Schedule Policy Extension#

This document describes Triton’s schedule policy extension. The schedule-policy extension allows an inference request to provide parameters that influence how Triton handles and schedules the request. Because this extension is supported, Triton reports “schedule_policy” in the extensions field of its Server Metadata. Note the policies are specific to dynamic batcher and only experimental support to sequence batcher with the direct scheduling strategy.

Dynamic Batcher#

The schedule-policy extension uses request parameters to indicate the policy. The parameters and their type are:

  • “priority” : int64 value indicating the priority of the request. Priority value zero indicates that the default priority level should be used (i.e. same behavior as not specifying the priority parameter). Lower value priorities indicate higher priority levels. Thus the highest priority level is indicated by setting the parameter to 1, the next highest is 2, etc.

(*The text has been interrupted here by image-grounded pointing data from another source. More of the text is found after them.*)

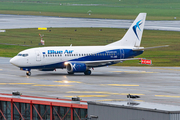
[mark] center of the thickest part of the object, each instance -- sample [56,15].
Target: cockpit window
[24,55]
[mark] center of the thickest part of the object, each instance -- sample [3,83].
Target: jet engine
[76,67]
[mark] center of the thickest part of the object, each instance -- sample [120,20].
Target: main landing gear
[28,73]
[87,72]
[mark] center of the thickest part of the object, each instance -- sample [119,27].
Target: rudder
[133,36]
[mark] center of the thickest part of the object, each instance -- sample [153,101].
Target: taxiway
[112,83]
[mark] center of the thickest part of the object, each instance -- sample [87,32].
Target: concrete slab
[113,83]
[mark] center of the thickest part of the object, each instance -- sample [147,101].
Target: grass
[168,56]
[114,9]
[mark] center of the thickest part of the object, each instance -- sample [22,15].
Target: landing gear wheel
[71,73]
[28,73]
[87,72]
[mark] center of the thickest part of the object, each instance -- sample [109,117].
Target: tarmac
[111,83]
[28,21]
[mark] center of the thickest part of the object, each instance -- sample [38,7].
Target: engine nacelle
[76,67]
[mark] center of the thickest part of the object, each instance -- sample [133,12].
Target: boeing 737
[83,58]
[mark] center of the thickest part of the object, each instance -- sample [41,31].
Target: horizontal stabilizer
[142,48]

  • “timeout” : int64 value indicating the timeout value for the request, in microseconds. If the request cannot be completed within the time Triton will take a model-specific action such as terminating the request.

Both parameters are optional and, if not specified, Triton will handle the request using the default priority and timeout values appropriate for the model.

Sequence Batcher with Direct Scheduling Strategy#

Note that the schedule policy for sequence batcher is at experimental stage and it is subject to change.

The schedule-policy extension uses request parameters to indicate the policy. The parameters and their type are:

  • “timeout” : int64 value indicating the timeout value for the request, in microseconds. If the request cannot be completed within the time Triton will terminate the request, as well as the corresponding sequence and received requests of the sequence. The timeout will only be applied to requests of the sequences that haven’t been allocated a batch slot for execution, the requests of the sequences that have been allocated batch slots will not be affected by the timeout setting.

The parameter is optional and, if not specified, Triton will handle the request and corresponding sequence based on the model configuration.